Disaster Recovery 101: Architecting Auto-Failovers for PostgreSQL and C Deployments on OVH

Establishing a High-Availability PostgreSQL Cluster with Automatic Failover

Achieving robust disaster recovery for PostgreSQL deployments hinges on implementing automatic failover mechanisms. This section details a production-ready architecture leveraging Patroni, a template for HA PostgreSQL, and Consul for distributed consensus, all orchestrated within the OVHcloud ecosystem. We’ll focus on a multi-region setup to ensure resilience against datacenter-level failures.

Core Components and Architecture Overview

Our strategy involves a primary PostgreSQL instance, one or more replica instances, and a distributed consensus system. Patroni manages the PostgreSQL lifecycle, including initialization, configuration, and failover. Consul provides the distributed key-value store and service discovery necessary for Patroni to elect a leader and coordinate state changes. For this example, we assume three OVHcloud Availability Zones (AZs) within a single region for initial demonstration, with the understanding that a true multi-region DR strategy would extend this across distinct OVHcloud geographic regions.

Deploying Consul for Distributed Consensus

Consul is the backbone of our automatic failover. It provides a reliable mechanism for Patroni to store cluster state and elect a leader. We’ll deploy a Consul cluster with an odd number of servers (typically 3 or 5) for quorum. For simplicity, we’ll outline the deployment of a single Consul server, but a production setup requires a clustered configuration.

First, install Consul on your chosen OVHcloud instances (e.g., Ubuntu 22.04 LTS). Ensure these instances have static IP addresses or are resolvable via DNS within your private network.

Consul Server Installation and Configuration

Download the latest Consul binary:

wget https://releases.hashicorp.com/consul/1.18.0/consul_1.18.0_linux_amd64.zip
unzip consul_1.18.0_linux_amd64.zip
sudo mv consul /usr/local/bin/

Create a systemd service file for Consul:

[Unit]
Description=Consul
Documentation=https://www.consul.io/docs
After=network.target

[Service]
ExecStart=/usr/local/bin/consul agent -server -bootstrap-expect=1 -data-dir=/opt/consul -node=consul-server-1 -bind=10.0.0.10 -client=0.0.0.0
ExecStop=/usr/local/bin/consul leave
Restart=on-failure
LimitNOFILE=65536

[Install]
WantedBy=multi-user.target

Create the data directory and start the service:

sudo mkdir -p /opt/consul
sudo systemctl daemon-reload
sudo systemctl enable consul
sudo systemctl start consul

For a production cluster, you would configure multiple servers with appropriate `bootstrap-expect` and `retry-join` parameters to form a quorum. The `-bind` address should be the instance’s private IP, and `-client` should be `0.0.0.0` to allow agents to connect from other nodes.

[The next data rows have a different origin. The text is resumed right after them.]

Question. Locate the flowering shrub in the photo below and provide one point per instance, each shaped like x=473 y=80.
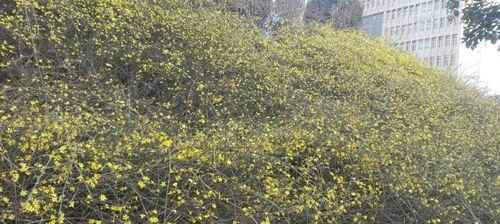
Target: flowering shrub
x=163 y=111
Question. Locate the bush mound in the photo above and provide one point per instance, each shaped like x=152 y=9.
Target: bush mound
x=163 y=111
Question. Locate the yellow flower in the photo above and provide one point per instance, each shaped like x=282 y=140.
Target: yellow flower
x=153 y=219
x=102 y=197
x=167 y=143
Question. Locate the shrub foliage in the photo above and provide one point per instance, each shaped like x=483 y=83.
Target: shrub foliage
x=166 y=111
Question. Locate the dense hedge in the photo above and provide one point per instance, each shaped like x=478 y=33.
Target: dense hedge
x=162 y=111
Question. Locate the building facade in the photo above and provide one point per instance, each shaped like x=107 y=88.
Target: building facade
x=422 y=27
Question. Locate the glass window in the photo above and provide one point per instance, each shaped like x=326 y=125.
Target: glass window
x=447 y=40
x=452 y=59
x=454 y=41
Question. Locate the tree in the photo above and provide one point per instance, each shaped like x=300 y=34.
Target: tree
x=341 y=14
x=481 y=19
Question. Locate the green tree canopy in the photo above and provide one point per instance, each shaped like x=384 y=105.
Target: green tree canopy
x=481 y=19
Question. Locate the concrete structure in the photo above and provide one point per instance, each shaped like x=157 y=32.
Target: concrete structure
x=424 y=28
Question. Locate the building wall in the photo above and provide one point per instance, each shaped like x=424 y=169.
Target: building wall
x=422 y=27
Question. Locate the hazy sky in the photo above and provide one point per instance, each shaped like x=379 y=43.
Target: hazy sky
x=489 y=74
x=490 y=67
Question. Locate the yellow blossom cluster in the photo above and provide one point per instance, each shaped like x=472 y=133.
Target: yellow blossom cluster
x=172 y=111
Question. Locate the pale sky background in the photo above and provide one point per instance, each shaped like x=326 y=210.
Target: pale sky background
x=489 y=74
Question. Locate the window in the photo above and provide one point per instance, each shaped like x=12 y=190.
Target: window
x=437 y=4
x=444 y=3
x=440 y=42
x=454 y=40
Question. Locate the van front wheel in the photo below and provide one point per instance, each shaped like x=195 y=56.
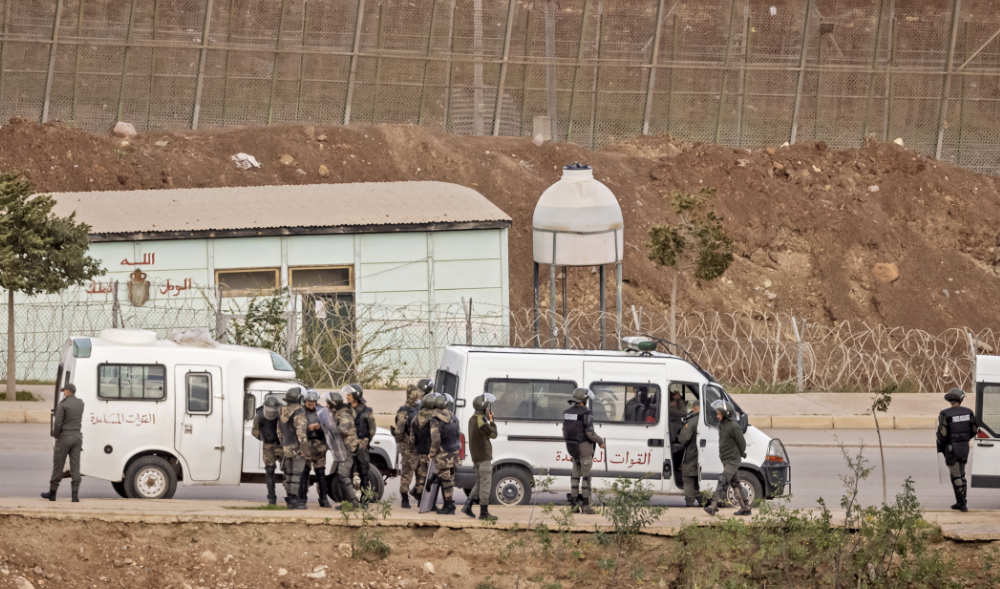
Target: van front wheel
x=512 y=486
x=150 y=477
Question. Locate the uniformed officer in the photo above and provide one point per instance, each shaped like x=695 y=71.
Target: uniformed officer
x=956 y=426
x=732 y=449
x=339 y=426
x=420 y=439
x=444 y=449
x=69 y=442
x=265 y=429
x=292 y=428
x=364 y=425
x=688 y=441
x=316 y=448
x=482 y=429
x=401 y=431
x=580 y=438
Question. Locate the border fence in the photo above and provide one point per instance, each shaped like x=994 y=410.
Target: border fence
x=738 y=72
x=390 y=345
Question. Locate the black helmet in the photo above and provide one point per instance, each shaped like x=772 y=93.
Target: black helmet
x=293 y=395
x=955 y=395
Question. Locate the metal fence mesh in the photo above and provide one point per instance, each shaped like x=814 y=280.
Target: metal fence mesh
x=738 y=72
x=331 y=343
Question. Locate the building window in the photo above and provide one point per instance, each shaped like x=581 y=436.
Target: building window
x=247 y=282
x=321 y=279
x=199 y=392
x=133 y=382
x=530 y=399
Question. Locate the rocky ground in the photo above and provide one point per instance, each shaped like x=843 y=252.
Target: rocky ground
x=877 y=234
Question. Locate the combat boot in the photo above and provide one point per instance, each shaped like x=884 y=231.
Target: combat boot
x=484 y=514
x=467 y=508
x=269 y=482
x=324 y=487
x=51 y=495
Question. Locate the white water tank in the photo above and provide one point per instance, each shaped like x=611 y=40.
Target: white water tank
x=583 y=216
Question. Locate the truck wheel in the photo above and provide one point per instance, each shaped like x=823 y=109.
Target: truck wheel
x=150 y=477
x=752 y=487
x=511 y=486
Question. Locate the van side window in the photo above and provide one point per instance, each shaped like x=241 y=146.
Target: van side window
x=530 y=399
x=132 y=382
x=620 y=402
x=199 y=392
x=989 y=402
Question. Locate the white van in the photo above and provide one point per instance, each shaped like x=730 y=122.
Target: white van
x=985 y=460
x=157 y=411
x=533 y=387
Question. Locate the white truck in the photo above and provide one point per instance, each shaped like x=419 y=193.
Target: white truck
x=630 y=406
x=158 y=412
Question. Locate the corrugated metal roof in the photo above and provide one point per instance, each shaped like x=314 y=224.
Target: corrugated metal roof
x=199 y=210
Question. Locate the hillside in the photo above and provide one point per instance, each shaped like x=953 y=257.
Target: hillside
x=809 y=224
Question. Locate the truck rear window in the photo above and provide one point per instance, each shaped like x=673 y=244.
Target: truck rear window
x=134 y=382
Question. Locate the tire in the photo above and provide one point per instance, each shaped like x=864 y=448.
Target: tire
x=752 y=487
x=150 y=477
x=511 y=486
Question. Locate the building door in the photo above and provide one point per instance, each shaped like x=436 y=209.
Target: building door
x=199 y=401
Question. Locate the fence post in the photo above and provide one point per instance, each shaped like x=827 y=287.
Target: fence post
x=946 y=85
x=128 y=44
x=274 y=63
x=353 y=72
x=498 y=107
x=653 y=59
x=50 y=73
x=200 y=82
x=550 y=68
x=803 y=54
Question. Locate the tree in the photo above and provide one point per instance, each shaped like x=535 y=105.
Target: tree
x=40 y=253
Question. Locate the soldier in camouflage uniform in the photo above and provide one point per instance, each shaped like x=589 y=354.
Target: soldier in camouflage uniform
x=444 y=450
x=265 y=429
x=317 y=447
x=292 y=428
x=420 y=440
x=401 y=431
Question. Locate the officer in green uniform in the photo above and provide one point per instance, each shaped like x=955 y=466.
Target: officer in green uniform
x=482 y=429
x=732 y=449
x=69 y=442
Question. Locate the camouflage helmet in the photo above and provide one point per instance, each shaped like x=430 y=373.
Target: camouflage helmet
x=955 y=395
x=335 y=400
x=293 y=395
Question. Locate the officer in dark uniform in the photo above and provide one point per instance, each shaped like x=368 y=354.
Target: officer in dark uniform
x=956 y=426
x=364 y=425
x=69 y=442
x=580 y=438
x=265 y=429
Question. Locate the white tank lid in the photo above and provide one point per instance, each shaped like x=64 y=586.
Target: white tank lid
x=129 y=336
x=582 y=217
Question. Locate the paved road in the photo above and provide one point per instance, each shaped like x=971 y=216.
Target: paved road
x=25 y=459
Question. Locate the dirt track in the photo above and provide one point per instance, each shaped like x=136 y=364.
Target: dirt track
x=809 y=223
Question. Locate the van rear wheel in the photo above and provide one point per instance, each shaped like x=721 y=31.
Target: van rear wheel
x=150 y=477
x=511 y=486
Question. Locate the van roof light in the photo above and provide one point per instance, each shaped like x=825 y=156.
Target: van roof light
x=639 y=343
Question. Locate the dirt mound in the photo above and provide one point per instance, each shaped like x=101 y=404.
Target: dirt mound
x=877 y=234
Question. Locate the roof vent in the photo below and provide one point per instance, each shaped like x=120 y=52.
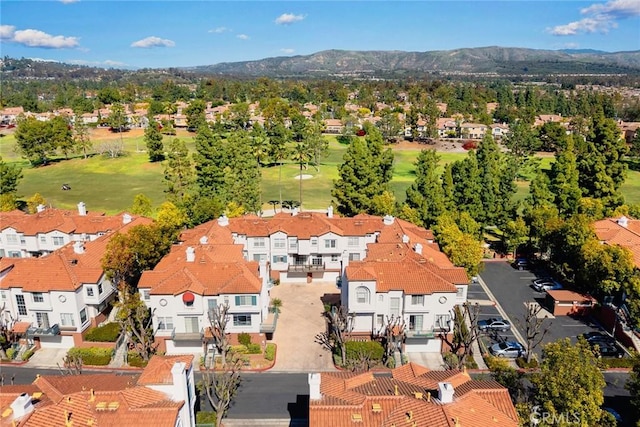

Deploying Patroni for PostgreSQL HA

Patroni simplifies the management of HA PostgreSQL clusters. It uses the `etcd`, `Consul`, or `Zookeeper` for leader election and configuration storage. We’ll use Consul as our backend.

Patroni Installation

Install Patroni and its dependencies (e.g., `python3-pip`, `python3-dev`, `build-essential`).

sudo apt update
sudo apt install -y python3-pip python3-dev build-essential
sudo pip3 install 'patroni[consul]' psycopg2-binary

Patroni Configuration

Create a Patroni configuration file (e.g., `/etc/patroni/patroni.yml`). This configuration will be used by all Patroni instances in the cluster.

scope: my_pg_cluster
namespace: /service/patroni/my_pg_cluster

restapi:
  listen: 0.0.0.0:8008
  connect_address: 10.0.0.21:8008 # IP of this Patroni node

etcd: # Using Consul as the backend
  host: 10.0.0.10:8500 # Consul server address
  protocol: http

postgresql:
  listen: 0.0.0.0:5432
  connect_address: 10.0.0.21:5432 # IP of this Patroni node
  data_dir: /var/lib/postgresql/15/main
  bin_dir: /usr/lib/postgresql/15/bin
  pg_hba:
    - host replication replicator 0.0.0.0/0 md5
    - host all all 0.0.0.0/0 md5
  replication:
    username: replicator
    password: your_replication_password
  parameters:
    max_connections: 100
    shared_buffers: 128MB
    wal_level: replica
    hot_standby: "on"
    max_wal_senders: 5
    max_replication_slots: 5

tags:
  nofailover: false
  clonefrom: false

# For the primary node only, set clonefrom to true
# For replica nodes, clonefrom should be false or omitted

# Example for a replica node configuration (adjust scope and namespace if needed)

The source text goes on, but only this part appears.